- Directed by: Shinji Aoyama
- Written by: Shinji Aoyama
- Produced by: Naoki Kai
- Starring: Tadanobu Asano Eri Ishida Aoi Miyazaki Yuka Itaya
- Cinematography: Masaki Tamura
- Edited by: Yuji Oshige
- Music by: Hiroyuki Nagashima
- Distributed by: Style Jam
- Release dates: 31 August 2007 (Venice Film Festival); 8 September 2007 (Japan);
- Running time: 110 minutes
- Country: Japan
- Language: Japanese

= Sad Vacation =

Sad Vacation (サッド ヴァケイション, Saddo Vakeishon) is a 2007 Japanese drama film written and directed by Shinji Aoyama, adapted from his novel. Being third and last of Aoyama's "Kitakyushu Saga", Sad Vacation brings together several characters from his previous films Helpless and Eureka and continues to explore their lives, all the while being a separate story that doesn't require watching previous films. It was named after the Johnny Thunders song.

==Plot==
Kenji Shiraishi (Tadanobu Asano) is involved in trafficking of illegal immigrants from China to Japan. One of such cases leaves an immigrant child to be an orphan. Instead of selling him with others that arrived, Kenji flees with the boy to look after him and make an attempt at normal life.

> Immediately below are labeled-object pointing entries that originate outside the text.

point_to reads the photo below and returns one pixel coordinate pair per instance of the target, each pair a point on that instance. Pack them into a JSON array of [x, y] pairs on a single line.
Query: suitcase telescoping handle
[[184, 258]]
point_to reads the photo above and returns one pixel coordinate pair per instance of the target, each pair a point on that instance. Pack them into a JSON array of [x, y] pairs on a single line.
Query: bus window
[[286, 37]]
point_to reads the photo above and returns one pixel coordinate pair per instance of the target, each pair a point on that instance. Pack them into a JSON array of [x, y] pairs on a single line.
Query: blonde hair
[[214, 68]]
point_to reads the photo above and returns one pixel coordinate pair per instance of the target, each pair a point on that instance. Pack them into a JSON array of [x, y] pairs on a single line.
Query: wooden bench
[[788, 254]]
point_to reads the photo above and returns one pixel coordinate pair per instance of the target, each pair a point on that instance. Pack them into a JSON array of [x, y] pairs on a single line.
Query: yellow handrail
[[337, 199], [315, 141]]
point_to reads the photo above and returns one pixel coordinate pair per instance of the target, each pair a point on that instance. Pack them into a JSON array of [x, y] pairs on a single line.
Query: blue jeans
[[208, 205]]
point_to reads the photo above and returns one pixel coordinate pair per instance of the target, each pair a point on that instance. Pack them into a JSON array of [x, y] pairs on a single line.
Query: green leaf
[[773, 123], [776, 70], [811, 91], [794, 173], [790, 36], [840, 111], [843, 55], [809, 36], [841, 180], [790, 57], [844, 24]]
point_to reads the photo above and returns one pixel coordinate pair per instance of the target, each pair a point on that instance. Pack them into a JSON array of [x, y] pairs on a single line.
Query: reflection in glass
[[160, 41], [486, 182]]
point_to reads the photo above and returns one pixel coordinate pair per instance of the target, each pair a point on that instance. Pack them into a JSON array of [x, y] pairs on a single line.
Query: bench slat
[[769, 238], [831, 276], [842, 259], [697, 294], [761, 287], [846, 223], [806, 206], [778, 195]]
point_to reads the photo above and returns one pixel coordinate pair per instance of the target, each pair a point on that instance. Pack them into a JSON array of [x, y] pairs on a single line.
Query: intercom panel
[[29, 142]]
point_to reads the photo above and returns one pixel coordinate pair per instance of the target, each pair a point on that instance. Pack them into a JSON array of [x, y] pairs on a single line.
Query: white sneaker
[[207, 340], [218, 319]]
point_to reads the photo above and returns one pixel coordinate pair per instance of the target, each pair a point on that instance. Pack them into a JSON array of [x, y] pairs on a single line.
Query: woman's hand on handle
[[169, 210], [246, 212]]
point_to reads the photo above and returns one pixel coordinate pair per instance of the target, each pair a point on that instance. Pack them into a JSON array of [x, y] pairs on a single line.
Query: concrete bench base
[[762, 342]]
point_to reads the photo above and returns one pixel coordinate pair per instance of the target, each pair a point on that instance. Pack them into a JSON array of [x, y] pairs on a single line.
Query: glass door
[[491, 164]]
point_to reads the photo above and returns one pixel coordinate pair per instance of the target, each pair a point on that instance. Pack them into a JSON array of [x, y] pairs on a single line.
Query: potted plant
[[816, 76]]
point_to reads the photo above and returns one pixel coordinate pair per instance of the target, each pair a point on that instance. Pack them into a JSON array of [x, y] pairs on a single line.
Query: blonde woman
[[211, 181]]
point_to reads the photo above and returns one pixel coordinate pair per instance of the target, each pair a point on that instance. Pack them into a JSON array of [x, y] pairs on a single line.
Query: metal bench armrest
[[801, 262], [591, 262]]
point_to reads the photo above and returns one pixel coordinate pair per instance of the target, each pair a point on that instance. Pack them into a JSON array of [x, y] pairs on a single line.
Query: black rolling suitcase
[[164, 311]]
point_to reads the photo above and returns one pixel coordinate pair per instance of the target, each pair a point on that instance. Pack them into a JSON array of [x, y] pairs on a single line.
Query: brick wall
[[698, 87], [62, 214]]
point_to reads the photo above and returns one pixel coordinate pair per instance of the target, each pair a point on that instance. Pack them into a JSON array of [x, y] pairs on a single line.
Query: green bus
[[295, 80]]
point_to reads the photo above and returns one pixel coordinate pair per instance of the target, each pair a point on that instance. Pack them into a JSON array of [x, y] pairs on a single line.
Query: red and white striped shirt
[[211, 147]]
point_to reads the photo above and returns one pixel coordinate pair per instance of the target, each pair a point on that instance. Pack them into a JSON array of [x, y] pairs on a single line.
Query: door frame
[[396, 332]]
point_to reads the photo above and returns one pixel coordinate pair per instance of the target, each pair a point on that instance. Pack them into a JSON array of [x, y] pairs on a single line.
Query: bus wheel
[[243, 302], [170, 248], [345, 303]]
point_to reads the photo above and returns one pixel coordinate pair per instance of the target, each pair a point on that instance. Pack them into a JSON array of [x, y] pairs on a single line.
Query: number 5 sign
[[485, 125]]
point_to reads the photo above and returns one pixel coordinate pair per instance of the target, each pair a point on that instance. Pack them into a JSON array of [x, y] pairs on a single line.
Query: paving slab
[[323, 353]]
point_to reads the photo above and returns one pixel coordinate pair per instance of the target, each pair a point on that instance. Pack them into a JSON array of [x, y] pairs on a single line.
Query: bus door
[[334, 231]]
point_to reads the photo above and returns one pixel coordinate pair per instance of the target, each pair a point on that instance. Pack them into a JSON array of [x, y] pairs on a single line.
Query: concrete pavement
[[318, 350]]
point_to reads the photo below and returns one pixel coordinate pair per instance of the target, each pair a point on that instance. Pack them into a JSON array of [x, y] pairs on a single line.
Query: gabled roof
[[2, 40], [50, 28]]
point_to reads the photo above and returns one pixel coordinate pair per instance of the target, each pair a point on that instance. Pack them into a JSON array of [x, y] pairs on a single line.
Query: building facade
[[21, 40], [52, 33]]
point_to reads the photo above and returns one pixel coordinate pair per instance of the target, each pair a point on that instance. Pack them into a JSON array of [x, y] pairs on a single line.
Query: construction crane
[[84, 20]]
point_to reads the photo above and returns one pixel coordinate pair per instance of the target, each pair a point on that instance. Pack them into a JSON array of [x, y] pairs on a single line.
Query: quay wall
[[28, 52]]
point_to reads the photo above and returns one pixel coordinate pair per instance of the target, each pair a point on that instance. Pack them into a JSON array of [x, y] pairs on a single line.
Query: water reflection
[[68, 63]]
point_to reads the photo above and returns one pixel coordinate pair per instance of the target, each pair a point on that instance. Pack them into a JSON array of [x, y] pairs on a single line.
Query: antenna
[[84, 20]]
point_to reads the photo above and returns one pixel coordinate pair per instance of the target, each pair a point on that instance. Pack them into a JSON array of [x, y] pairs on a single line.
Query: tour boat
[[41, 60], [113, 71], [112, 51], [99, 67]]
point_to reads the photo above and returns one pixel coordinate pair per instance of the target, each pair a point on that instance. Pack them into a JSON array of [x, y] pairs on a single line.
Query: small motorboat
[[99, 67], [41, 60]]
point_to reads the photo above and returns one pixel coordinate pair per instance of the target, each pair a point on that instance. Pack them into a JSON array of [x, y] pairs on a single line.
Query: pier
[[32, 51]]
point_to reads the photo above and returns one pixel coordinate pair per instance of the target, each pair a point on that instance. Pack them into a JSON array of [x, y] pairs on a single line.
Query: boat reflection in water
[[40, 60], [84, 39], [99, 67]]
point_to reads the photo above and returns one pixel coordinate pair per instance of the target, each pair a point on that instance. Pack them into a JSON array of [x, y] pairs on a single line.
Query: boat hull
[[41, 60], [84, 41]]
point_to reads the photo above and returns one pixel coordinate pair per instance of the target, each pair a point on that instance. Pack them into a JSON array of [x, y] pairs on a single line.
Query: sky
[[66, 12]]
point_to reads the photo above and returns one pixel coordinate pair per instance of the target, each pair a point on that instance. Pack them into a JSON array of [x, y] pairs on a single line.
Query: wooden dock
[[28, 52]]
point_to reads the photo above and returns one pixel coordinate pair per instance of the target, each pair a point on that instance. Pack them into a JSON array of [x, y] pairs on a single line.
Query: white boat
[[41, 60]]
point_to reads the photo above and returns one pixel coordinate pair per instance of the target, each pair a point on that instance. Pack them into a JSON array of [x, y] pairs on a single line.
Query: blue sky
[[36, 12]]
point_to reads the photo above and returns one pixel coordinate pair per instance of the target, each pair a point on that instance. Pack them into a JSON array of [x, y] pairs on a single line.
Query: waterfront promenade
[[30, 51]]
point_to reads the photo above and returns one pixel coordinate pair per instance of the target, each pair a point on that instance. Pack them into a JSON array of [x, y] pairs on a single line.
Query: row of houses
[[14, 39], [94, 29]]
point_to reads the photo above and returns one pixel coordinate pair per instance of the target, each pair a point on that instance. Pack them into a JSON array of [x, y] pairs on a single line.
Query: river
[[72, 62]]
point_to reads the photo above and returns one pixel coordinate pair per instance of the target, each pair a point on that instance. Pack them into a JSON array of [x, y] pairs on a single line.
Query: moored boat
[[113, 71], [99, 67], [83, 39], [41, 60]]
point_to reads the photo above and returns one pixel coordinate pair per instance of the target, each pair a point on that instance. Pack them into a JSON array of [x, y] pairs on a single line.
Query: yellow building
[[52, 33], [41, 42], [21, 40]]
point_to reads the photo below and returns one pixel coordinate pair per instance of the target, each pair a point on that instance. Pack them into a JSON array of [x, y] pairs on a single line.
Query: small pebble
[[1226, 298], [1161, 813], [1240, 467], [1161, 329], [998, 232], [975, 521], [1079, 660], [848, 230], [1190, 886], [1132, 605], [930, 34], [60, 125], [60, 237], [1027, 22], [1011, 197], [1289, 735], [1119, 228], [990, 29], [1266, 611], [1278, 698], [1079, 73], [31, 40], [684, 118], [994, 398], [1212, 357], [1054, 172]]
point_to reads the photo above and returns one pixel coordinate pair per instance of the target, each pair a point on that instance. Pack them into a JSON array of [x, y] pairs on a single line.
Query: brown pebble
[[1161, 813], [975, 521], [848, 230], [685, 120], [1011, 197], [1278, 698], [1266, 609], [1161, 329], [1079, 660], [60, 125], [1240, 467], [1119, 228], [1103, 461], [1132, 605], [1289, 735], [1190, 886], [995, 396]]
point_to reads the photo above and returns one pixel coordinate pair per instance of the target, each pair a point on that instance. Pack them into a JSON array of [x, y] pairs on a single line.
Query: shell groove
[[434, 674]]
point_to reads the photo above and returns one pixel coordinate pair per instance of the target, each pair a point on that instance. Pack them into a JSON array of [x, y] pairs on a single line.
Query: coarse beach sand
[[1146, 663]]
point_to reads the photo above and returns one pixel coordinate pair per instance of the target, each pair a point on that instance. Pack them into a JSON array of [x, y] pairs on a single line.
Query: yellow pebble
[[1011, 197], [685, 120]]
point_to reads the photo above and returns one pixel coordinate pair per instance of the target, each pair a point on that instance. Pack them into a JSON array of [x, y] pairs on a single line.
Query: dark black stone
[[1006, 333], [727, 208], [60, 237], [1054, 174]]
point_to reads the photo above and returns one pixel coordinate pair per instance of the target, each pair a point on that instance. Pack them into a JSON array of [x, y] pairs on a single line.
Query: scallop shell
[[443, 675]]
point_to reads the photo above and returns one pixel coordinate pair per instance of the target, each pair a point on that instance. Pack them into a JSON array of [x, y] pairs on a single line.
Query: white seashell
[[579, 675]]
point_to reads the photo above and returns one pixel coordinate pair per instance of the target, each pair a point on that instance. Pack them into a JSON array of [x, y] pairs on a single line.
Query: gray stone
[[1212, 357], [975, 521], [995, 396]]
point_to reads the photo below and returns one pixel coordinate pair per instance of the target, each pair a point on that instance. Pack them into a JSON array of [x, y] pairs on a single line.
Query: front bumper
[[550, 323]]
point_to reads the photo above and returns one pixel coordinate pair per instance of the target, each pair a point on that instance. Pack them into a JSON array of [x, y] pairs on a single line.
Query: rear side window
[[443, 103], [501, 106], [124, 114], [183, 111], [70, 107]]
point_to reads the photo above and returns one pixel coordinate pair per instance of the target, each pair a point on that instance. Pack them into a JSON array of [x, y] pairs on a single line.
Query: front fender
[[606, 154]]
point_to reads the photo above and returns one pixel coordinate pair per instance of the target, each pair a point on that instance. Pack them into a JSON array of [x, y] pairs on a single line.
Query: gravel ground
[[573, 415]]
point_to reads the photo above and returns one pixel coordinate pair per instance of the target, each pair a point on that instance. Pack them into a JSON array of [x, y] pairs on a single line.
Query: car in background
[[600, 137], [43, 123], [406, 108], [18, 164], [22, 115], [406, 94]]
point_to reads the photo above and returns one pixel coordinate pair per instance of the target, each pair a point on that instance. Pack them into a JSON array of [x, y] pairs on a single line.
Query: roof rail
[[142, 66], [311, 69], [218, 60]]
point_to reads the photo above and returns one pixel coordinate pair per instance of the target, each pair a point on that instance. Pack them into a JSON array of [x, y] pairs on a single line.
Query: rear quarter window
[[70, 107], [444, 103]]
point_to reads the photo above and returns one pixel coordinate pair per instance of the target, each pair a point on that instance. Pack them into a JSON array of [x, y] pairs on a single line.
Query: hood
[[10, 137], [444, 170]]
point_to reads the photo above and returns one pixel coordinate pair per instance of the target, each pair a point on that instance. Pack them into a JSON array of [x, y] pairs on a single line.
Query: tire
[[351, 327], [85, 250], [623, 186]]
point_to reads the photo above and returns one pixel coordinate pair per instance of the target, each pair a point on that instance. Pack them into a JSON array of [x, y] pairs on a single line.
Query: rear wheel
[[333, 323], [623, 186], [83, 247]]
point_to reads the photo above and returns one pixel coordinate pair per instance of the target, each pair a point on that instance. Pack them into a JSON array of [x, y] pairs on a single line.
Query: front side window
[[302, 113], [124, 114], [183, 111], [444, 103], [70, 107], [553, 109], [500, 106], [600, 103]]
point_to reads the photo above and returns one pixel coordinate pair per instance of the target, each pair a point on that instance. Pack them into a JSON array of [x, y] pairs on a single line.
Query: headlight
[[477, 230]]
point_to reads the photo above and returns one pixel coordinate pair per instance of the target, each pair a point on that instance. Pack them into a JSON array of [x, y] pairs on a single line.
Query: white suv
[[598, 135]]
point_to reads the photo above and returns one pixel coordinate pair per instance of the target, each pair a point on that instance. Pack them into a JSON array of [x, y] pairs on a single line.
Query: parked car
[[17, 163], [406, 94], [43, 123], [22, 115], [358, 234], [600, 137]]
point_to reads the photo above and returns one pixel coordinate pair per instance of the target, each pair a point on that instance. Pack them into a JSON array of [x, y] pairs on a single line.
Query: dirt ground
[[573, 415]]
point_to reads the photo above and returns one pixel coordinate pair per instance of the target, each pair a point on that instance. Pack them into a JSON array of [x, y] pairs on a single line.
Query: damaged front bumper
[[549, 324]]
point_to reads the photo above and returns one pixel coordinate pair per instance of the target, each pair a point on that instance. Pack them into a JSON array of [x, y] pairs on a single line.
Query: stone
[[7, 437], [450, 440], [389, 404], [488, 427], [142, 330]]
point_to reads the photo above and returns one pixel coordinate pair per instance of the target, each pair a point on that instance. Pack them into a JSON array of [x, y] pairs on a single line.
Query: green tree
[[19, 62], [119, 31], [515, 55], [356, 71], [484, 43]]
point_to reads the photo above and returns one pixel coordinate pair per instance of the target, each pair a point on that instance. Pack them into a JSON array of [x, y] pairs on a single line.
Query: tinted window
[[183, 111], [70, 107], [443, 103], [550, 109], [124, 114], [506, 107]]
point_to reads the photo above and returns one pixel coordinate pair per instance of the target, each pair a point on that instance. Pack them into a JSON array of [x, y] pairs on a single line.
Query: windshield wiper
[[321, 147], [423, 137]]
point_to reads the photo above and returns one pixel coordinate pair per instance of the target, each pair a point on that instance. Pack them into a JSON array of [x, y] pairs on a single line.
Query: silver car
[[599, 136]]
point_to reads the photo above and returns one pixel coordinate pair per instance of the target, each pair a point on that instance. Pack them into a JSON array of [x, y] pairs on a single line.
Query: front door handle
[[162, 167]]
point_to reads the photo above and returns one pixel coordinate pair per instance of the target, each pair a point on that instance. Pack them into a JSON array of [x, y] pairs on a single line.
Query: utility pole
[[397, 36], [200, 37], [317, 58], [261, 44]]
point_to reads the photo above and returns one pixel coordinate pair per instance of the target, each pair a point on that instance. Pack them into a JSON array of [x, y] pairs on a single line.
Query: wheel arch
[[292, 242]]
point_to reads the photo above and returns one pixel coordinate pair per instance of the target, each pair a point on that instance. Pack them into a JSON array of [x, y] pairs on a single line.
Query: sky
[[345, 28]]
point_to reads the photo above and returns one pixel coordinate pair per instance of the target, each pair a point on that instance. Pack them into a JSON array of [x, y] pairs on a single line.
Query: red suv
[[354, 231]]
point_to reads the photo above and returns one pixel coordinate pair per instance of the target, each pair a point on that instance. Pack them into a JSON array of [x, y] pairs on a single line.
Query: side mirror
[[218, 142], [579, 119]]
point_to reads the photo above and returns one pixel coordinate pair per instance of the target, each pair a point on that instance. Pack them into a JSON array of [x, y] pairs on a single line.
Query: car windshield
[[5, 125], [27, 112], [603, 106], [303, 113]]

The people after the boy, unexpected encounter with long lost family members and his own vengeful nature are standing in a way of his future.

==Cast==
- Tadanobu Asano as Kenji Shiraishi
- Eri Ishida as Chiyoko Mamiya
- Aoi Miyazaki as Kozue Tamura
- Yuka Itaya as Saeko Shiina
- Katsuo Nakamura as Shigeki Mamiya
- Kengo Kora as Yusuke Mamiya
- Kaori Tsuji as Yuri Matsumura
- Joe Odagiri as Goto
- Ken Mitsuishi as Shigeo
- Yoichiro Saito as Akihiko
- Maho Toyota as Makimura
- Kōsuke Toyohara as Kawashima
- Kyūsaku Shimada as Sone
- Yusuke Kawazu as Kijima

==Reception==
Travis Mackenzie Hoover of Exclaim! gave the film a favorable review, saying: "While the film is a tad on the nose with some of its dialogue (and has a magic-realist coda totally out of character with the rest of the movie), mostly the approach is singular, uncompromising and strangely affirmative in spite of it all." Todd Brown of Twitch Film described the film as "a quietly powerful drama in which Aoyama manages to address blood ties, fate and regeneration".

==Awards==
It won the Jury Award at the 2008 New York Asian Film Festival.